Narrowing can be secondary to
1.hyppplasia,or failure to grow to proper sized
2. extrinsic compression by a duplicated vein
3.transverse webs of tissue acting like a lid on the vein
4. or septum that divides the tube (jugular) into two smaller tubes
5. A diverticulum that compresses the vein
6. by valves that are stiff and do not open and close properly
7 valves made of several leaflets that end up fused together
8 valves that are located in abnormal locations

Almost all of these narrowings occur near the confluens of the jugular vein with the subcclavian where valves are seen normally in about 85 per cent of patients. Problem is these valves are highly dysfunctionally developed in patients with MS. I think the IVUS really shows this really well.The venogram shows narrowing but the IVUS shows that the narrowing is valvular.

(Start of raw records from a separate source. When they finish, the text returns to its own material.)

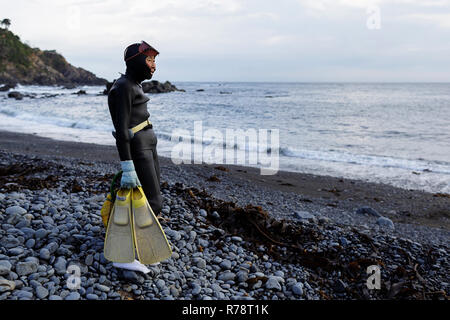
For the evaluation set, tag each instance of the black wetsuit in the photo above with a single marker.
(128, 107)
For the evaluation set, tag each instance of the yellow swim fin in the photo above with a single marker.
(119, 242)
(151, 242)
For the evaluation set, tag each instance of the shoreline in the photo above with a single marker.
(232, 237)
(239, 183)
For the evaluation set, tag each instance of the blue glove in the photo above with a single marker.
(129, 177)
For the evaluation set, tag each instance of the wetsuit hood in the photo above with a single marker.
(136, 67)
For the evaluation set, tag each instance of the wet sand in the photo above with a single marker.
(240, 183)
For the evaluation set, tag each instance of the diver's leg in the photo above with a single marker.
(148, 174)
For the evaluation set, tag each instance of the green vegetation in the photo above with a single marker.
(19, 63)
(6, 23)
(13, 50)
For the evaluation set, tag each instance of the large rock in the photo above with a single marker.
(368, 210)
(385, 223)
(7, 86)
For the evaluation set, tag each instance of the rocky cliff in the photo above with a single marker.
(19, 63)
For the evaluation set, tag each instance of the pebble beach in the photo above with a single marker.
(235, 235)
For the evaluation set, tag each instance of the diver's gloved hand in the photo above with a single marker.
(129, 177)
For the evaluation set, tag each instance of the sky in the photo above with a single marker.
(247, 40)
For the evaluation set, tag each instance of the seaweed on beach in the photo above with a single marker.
(293, 242)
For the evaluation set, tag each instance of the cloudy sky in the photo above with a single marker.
(247, 40)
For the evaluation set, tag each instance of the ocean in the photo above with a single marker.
(394, 133)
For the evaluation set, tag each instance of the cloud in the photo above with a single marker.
(239, 40)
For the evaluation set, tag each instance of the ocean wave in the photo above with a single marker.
(362, 159)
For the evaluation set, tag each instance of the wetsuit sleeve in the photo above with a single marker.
(121, 100)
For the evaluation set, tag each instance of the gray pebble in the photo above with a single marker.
(41, 292)
(25, 268)
(73, 296)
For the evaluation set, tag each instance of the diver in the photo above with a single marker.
(135, 139)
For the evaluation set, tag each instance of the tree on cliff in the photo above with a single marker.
(6, 23)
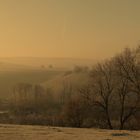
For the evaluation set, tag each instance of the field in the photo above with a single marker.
(18, 132)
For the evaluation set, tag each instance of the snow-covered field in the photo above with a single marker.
(18, 132)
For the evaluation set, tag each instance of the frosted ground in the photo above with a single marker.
(18, 132)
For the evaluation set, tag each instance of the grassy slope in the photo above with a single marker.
(17, 132)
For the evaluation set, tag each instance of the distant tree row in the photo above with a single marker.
(111, 99)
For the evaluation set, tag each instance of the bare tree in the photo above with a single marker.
(128, 86)
(103, 87)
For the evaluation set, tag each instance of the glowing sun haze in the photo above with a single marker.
(68, 28)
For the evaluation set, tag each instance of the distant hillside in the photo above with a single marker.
(72, 81)
(8, 79)
(62, 63)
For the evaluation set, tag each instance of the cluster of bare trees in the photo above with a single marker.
(110, 100)
(115, 88)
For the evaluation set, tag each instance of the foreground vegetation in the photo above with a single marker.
(16, 132)
(110, 98)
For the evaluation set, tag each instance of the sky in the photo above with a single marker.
(94, 29)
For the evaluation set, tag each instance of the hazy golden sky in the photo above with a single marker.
(68, 28)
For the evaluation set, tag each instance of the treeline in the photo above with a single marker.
(110, 100)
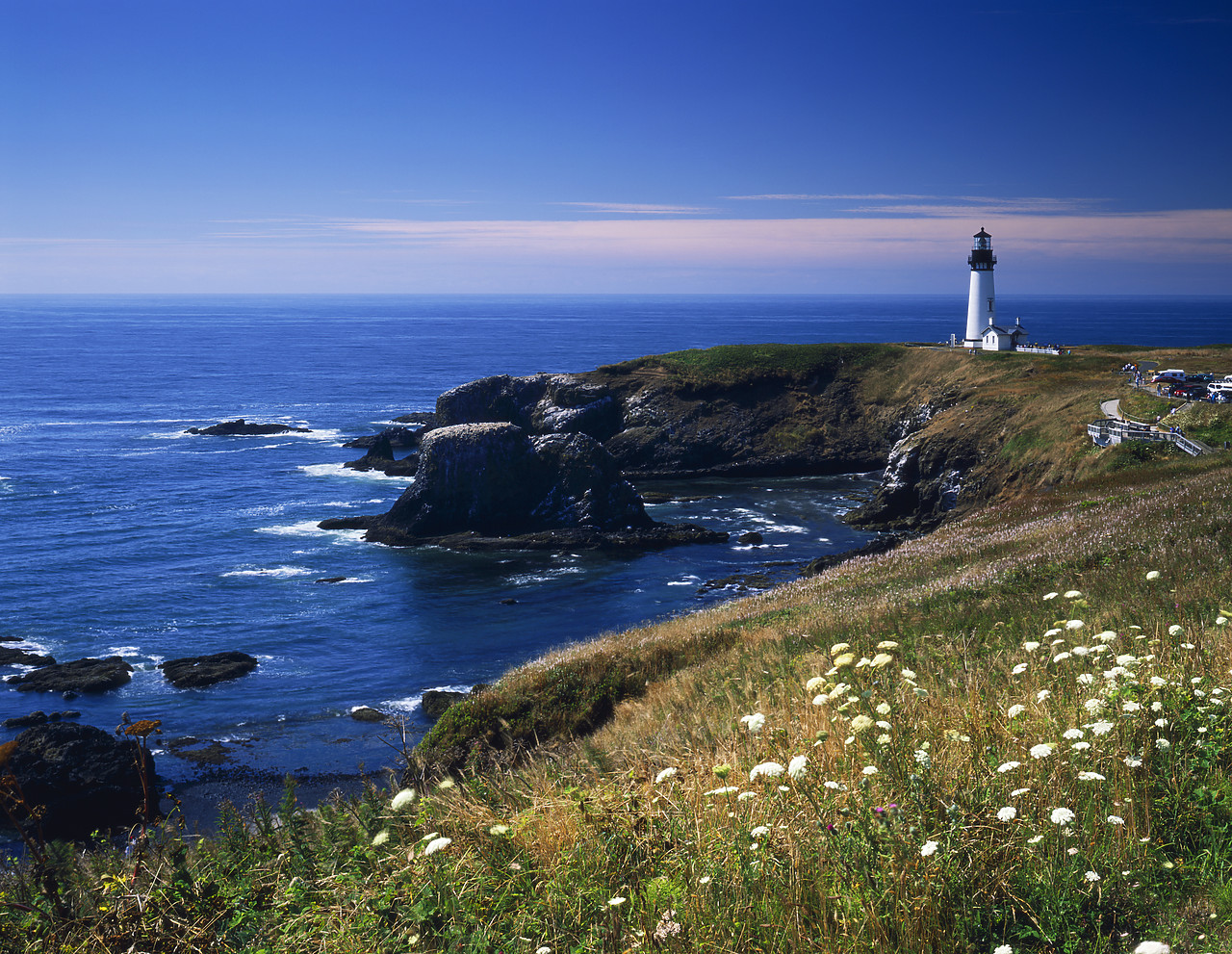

These narrowings are not inflammatory strictures and they are not "buildup of tissue on the wall of the vein (sort of like plaqeu).

My guess is that this is maldevelopment of the valves in the fetus.

There are other malformations of veins that are well known. They include problems with the veins of the liver as they join the inferior vena cava. This well known entity is called Budd Chiari syndrome and results in major problems of the liver.

Posted: Sat Apr 03, 2010 9:29 am
by Johnnymac
drsclafani wrote: It is very true that narrowing of the upper vein is a common observation. However i think that this narrowing is mostly a function of underfilling rather than fixed stricture. When I do IVUS it is clear that these veins can dilate.
This corroborates our experience so far. MRV showed bilateral narrowing in two areas of the jugular, ultrasound showed the lower jugulars both measuring apx 1mm in diameter; however, when doing valsalva these veins were in fact able to dilate to the normal range. Definitely no fixed stenosis in the areas checked by MRV and Ultrasound, points to some other location as the problem. We've responded to Holly's questionnaire and hope to be scheduling an appt for sometime in the coming months with you Dr Sclafani.

Not sure if this is a question you can answer...why do you think Neurologists are reluctant to let their patients get tested and treated for CCSVI? I wouldn't go to a neurologist to treat a broken leg, and they wouldn't get in the way of that broken leg getting treated. Why so different with CCSVI?